The title of this post is not directed to the average Musings reader but what seems to be a significant minority of people posting comments on news items regarding science. It’s an odd mentality, but seems common enough to warrant comment, and with Linheraptor inevitably stirring up a few things, it rather brings it to the fore in my mind. The short version is that when they read something they don’t understand (either what it means or how it was derived) they assume it must be made up or incorrect.
What is infuriating about this is that these things are often easy to discover. Wikipedia isn’t half bad at simplifying quite complex bits of science, and there are all manner of websites devoted to explaining concepts and providing online tutorials, if something is big in the news there will often be quite a bit of commentary from various sources with some details about the research, and of course many papers are available on line, and resources like Ask A Biologist. If you actually want to actually know how some conclusion was reached, look it up or ask. This however, rather assumes that you genuinely want to know. What I suspect (and certainly the impression it always gives me to see these comments) is that the person in question thinks they have got one over on those dim scientists and wants to publicly point out how smart they are and the scientists aren’t. What this actually typically shows however is that they don’t understand the process and can’t be bothered to find out. Doubly frustrating is the fact that most people seem to side with ‘Mr Picky’ and not the actual scientists (you know, the ones who do the science).
This of course fits in with the other issue here, that any mistake made in an article is near inevitably attributed to the researcher and not the journalist. Why, I simply cannot fathom, but it is incredibly common. Why is the blame put on the highly trained and experienced scientist and not on the not-scientifically-trained-and-rushed-summarising-non-expert? I really can’t see why the benefit of the doubt does not fall to the researcher though it rather suggests that people trust them over the word of a scientist which in itself is rather a worry. When you combine this with the apparent attitude of over inflated personal ability over assumed incompetence on behalf of the researcher (which as ever, brings this paper to mind), then you can see how this happens.
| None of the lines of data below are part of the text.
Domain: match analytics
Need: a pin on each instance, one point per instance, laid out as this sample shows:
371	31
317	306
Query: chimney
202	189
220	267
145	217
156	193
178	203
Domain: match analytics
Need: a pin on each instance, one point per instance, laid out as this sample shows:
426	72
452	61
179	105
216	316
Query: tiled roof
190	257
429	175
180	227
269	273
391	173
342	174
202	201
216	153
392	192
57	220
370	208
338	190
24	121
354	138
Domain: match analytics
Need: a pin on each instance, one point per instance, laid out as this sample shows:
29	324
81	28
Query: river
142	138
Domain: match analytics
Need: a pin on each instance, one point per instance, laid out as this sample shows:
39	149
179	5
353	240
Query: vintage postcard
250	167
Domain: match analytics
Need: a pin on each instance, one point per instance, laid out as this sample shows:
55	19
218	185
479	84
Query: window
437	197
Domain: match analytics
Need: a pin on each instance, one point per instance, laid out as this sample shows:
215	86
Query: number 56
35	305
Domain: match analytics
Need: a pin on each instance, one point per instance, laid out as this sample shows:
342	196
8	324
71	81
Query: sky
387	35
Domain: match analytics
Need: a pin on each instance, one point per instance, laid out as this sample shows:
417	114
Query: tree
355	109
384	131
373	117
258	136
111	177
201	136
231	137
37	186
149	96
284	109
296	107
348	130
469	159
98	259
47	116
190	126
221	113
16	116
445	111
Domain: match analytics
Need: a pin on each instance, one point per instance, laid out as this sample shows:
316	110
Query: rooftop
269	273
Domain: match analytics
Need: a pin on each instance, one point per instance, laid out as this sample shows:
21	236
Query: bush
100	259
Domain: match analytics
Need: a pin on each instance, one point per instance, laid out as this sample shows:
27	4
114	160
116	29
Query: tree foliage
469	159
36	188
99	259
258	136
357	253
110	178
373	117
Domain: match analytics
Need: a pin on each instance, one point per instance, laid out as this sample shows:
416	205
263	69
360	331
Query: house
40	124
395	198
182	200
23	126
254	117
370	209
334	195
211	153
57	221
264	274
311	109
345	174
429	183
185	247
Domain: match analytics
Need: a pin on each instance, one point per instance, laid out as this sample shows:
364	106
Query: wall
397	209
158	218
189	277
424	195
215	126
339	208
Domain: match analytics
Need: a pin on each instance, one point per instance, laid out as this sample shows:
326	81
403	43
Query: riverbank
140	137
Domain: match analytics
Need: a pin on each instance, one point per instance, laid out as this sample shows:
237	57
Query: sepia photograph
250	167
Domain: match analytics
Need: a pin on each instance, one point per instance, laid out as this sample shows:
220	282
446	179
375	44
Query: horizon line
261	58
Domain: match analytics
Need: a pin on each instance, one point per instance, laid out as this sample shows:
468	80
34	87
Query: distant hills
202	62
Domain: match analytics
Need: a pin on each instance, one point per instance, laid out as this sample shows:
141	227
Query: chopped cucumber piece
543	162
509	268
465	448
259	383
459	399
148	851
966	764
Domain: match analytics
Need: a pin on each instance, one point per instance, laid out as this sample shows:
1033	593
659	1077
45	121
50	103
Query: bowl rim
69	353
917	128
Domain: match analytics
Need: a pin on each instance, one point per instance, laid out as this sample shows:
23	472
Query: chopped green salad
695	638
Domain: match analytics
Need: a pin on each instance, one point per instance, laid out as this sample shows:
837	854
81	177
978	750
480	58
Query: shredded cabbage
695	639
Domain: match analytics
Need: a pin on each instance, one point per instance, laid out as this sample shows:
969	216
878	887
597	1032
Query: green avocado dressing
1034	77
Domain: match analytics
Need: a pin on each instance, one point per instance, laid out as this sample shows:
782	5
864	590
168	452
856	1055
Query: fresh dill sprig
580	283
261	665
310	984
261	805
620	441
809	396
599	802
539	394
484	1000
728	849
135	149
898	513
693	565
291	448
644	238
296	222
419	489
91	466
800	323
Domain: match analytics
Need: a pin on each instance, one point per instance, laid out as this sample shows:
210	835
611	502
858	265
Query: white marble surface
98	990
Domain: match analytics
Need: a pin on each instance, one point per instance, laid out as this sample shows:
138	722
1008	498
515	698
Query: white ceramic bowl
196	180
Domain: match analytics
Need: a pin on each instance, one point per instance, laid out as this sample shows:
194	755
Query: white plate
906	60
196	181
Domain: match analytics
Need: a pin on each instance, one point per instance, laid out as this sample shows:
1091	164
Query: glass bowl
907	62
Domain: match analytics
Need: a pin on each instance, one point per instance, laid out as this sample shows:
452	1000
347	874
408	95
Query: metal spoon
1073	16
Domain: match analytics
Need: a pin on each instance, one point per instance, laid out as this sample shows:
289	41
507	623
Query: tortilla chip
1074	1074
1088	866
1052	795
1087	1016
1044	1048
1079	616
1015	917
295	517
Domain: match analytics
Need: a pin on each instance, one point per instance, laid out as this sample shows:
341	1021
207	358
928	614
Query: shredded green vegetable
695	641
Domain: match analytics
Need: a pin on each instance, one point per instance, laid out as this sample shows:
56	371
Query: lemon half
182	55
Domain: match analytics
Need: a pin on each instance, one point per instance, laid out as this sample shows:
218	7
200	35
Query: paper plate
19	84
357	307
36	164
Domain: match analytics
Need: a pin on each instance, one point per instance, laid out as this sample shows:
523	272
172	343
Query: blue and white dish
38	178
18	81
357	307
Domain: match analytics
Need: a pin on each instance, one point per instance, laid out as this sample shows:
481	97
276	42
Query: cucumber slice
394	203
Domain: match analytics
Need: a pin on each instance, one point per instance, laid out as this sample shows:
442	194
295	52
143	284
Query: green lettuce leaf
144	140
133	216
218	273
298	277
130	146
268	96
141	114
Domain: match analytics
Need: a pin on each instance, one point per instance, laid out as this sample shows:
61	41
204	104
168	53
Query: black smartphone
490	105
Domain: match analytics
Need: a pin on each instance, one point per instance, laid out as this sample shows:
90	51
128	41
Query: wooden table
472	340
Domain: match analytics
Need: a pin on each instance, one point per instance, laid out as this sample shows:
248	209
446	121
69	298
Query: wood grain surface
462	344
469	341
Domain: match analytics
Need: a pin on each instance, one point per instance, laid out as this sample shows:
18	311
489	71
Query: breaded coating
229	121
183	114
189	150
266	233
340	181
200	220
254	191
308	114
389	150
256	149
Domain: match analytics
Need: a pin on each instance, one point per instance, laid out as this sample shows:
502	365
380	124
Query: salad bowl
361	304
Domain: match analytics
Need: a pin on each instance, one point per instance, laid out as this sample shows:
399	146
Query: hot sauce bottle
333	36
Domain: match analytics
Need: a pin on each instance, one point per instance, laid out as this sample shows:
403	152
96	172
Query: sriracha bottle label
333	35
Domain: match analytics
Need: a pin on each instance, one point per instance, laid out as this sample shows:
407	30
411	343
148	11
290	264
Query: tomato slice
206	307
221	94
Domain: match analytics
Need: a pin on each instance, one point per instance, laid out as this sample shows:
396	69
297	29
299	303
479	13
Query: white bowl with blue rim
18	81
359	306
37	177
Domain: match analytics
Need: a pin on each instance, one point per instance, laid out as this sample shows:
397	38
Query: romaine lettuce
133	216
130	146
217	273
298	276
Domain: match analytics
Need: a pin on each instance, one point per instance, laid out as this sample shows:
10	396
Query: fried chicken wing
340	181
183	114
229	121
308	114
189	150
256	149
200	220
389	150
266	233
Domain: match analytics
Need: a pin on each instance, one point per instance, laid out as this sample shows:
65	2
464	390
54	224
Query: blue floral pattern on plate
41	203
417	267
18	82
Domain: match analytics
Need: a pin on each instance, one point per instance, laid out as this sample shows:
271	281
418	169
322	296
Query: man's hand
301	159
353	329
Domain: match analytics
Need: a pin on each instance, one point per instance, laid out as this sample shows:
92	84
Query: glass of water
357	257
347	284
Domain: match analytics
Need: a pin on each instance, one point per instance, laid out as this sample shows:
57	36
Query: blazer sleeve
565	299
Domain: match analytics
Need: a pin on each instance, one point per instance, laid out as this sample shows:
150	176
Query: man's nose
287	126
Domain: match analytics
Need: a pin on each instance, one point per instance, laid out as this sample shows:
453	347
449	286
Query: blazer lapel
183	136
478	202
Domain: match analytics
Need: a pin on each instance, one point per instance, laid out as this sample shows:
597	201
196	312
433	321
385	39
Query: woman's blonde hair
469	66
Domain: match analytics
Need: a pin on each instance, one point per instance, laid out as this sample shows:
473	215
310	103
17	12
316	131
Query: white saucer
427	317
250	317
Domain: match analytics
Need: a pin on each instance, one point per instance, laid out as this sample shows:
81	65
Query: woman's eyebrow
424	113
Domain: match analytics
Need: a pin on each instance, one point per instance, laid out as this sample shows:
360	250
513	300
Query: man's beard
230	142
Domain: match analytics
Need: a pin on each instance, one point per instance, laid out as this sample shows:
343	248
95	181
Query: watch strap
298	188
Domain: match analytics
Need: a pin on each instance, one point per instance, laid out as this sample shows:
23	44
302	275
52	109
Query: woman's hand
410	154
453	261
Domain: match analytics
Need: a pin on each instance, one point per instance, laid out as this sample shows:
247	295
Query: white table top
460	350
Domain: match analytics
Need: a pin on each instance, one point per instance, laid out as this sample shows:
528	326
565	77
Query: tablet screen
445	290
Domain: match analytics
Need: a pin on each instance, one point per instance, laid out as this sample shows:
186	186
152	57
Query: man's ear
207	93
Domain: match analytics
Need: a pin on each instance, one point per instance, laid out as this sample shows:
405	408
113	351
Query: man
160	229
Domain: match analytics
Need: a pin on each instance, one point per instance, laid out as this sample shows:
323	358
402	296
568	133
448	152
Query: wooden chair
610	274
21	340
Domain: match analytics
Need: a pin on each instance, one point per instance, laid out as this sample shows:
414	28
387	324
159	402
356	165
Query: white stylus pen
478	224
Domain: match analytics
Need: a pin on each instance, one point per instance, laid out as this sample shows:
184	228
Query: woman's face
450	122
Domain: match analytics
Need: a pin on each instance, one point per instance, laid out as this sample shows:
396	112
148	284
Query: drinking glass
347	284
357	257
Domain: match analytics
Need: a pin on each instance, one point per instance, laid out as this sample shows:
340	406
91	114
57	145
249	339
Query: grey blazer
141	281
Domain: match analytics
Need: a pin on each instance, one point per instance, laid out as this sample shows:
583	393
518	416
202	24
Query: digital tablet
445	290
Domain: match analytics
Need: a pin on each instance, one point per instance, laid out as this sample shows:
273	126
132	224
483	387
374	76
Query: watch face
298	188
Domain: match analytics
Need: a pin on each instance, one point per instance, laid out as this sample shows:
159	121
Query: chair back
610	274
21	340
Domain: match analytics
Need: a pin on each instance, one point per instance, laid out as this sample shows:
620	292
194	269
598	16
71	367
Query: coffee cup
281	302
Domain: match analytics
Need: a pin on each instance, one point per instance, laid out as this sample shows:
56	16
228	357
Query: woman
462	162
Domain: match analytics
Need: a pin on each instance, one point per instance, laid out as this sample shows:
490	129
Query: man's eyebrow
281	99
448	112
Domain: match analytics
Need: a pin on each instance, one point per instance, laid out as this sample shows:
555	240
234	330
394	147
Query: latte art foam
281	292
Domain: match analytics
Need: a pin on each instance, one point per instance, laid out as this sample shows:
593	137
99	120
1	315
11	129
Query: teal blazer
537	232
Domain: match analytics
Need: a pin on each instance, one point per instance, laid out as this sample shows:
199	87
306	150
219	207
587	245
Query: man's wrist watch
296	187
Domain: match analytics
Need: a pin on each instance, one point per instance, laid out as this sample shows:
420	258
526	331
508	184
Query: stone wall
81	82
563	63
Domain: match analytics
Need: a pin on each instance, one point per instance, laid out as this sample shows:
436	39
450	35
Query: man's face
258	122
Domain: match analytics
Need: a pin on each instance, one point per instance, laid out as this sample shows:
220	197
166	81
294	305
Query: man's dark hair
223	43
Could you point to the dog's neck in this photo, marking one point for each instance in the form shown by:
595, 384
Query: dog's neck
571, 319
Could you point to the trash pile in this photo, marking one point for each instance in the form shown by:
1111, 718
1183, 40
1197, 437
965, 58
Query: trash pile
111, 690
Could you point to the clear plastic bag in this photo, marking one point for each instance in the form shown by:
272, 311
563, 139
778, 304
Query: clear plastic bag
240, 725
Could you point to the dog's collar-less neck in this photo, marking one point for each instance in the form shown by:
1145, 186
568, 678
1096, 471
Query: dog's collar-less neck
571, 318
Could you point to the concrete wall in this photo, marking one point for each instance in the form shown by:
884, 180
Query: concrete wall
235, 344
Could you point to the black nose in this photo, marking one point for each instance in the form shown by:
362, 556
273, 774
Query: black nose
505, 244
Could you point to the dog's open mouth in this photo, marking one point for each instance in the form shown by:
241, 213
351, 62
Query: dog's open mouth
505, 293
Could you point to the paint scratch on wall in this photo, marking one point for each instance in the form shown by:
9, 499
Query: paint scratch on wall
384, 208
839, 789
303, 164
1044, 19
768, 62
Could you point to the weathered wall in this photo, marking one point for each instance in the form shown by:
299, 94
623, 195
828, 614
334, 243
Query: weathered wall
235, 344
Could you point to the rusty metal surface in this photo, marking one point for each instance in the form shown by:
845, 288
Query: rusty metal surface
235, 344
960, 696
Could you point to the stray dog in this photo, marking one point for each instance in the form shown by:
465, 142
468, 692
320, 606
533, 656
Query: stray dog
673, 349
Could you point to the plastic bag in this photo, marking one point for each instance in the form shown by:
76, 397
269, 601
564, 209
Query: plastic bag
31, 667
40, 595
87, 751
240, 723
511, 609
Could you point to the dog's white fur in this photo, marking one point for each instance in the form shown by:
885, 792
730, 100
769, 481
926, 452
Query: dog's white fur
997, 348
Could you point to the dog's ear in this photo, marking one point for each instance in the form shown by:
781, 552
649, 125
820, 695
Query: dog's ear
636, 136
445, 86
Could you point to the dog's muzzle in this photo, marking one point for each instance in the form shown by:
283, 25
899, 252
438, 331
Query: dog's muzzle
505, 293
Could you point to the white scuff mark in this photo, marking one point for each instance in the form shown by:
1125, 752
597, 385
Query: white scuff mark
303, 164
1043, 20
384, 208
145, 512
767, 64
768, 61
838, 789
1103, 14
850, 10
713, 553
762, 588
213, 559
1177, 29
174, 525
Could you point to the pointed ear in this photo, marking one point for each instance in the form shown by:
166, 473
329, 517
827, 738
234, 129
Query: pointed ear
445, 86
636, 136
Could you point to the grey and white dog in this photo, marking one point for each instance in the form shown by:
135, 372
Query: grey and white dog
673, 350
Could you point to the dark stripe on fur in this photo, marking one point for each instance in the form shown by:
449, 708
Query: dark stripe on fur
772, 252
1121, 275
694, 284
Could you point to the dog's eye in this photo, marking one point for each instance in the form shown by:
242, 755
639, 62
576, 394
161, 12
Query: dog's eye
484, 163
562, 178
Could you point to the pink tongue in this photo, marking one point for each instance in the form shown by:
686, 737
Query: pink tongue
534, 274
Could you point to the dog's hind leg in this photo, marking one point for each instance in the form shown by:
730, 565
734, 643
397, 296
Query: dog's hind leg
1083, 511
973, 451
All of which brings me back to the importance of good science communication. Getting the right and accurate message across to as many people as possible in the right way. Providing resource for those who want to learn, to learn, and gently correcting those who don’t want to learn or don’t realise they don’t know. It’s incredibly rewarding to get positive feedback from people who have gained knowledge or understanding that they didn’t have before from your work, but equally it’s rather dispiriting to see people claiming your ineptitude (and that of your colleagues) though their own ignorance. Still, that’s why we keep going, we might bring them round yet.